CPA Journal

Search
Software
Personal
Help

Security by the numbers

# Encryption

By George T. Friedlob, Franklin J. Plewa, Lydia L.F. Schleifer, and Corey D. Schou

While not all auditors are computer security experts, all should be aware of the controls a company might initiate to protect its physical and intellectual assets. In addition, accounting professionals should recognize basic security deficiencies that might create undue exposure to loss.

In its simplest form, an encryption scheme might represent each letter by a number--called a substitution alphabet--for example, a=1, b=2, c=3 etc., through z=26. An encryption of the simple message "Save the Kingdom" would then yield 19-1-22-5 // 20-8-5 // 11-9-14-7-4-15-13.

This cipher is easy to compromise, even if we make the number sequence less obvious. Statistically, "e" is the most common letter in the English language. There are two in our message. The remaining 25 letters in the alphabet occur in descending frequency as follows: t o a n i r s h d l u c m p f y w g b v k j x z and q. In the English language, there are also frequently occurring triplets and double letter combinations. With a not-too-large block of text and judging letters from their frequency and words from their context, this cipher is no challenge.

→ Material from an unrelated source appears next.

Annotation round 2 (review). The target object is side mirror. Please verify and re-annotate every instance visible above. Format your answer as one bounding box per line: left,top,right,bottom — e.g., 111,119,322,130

To complicate a cipher and make cracking it vastly more difficult, most messages undergo a second encryption process using an encryption key. To illustrate, suppose our key is the word "bird." Using the same substitution alphabet, bird becomes 2-9-18-4. Now we write our key repeatedly--bird-bird-bird, etc.--beneath our encrypted message, both in substitution alphabet. Aligning the letters, the encryption is continued by adding the two number strings, letter by letter as shown in item 1 of the Table.

Now each letter will be represented by different numbers at different places in our messages. Our two e's, both number 5 in the original encrypted message, have become 9 and 23. The frequencies are misleading: t and m are both 22; e and n are both 23. Each letter is represented by four possible numbers, e.g., the letter a can be either 3, 10, 19, or 5.

Plaintext a a a a

Message 1 1 1 1

b i r d +Key 2 9 18 4

Cyphertext 3 10 19 5

Decrypting the message proceeds in exactly the reverse of encryption as shown in item 2 of the table.

Encryption Process

Our encryption process has two distinct parts, identifiable in most ciphers, a key and an algorithm.

The Key. Our key is the four-letter word, bird, but imagine keys that are much longer, perhaps phrases instead of words--"Birds Fly South for the Winter," or even strings of random numbers that have no meaning whatsoever. Where security is extremely important, keys of 300 digits are not uncommon.

The Algorithm. An algorithm is simply a step-by-step procedure for solving a problem or accomplishing some goal, one that is frequently mathematical. Here, our algorithm consists of four operations:

* Creating a substitution alphabet by assigning numbers to each letter,

* Encrypting the message and the key,

* Aligning the letters of the repeated key with the letters of the message, and
finally

* Adding the letters of the encrypted key to the letters of the encrypted message.

Again, we can imagine more complex procedures, perhaps using many more mathematical operations, including combinations of such activities as dividing, multiplying, and logging the encrypted message. For example, the numerical values of the encrypted letters might be multiplied by a random number key, the product squared, and the key subtracted from the product. Whatever combination of operations is applied to the message, security can generally be improved by repeating the procedures a second time, or a third.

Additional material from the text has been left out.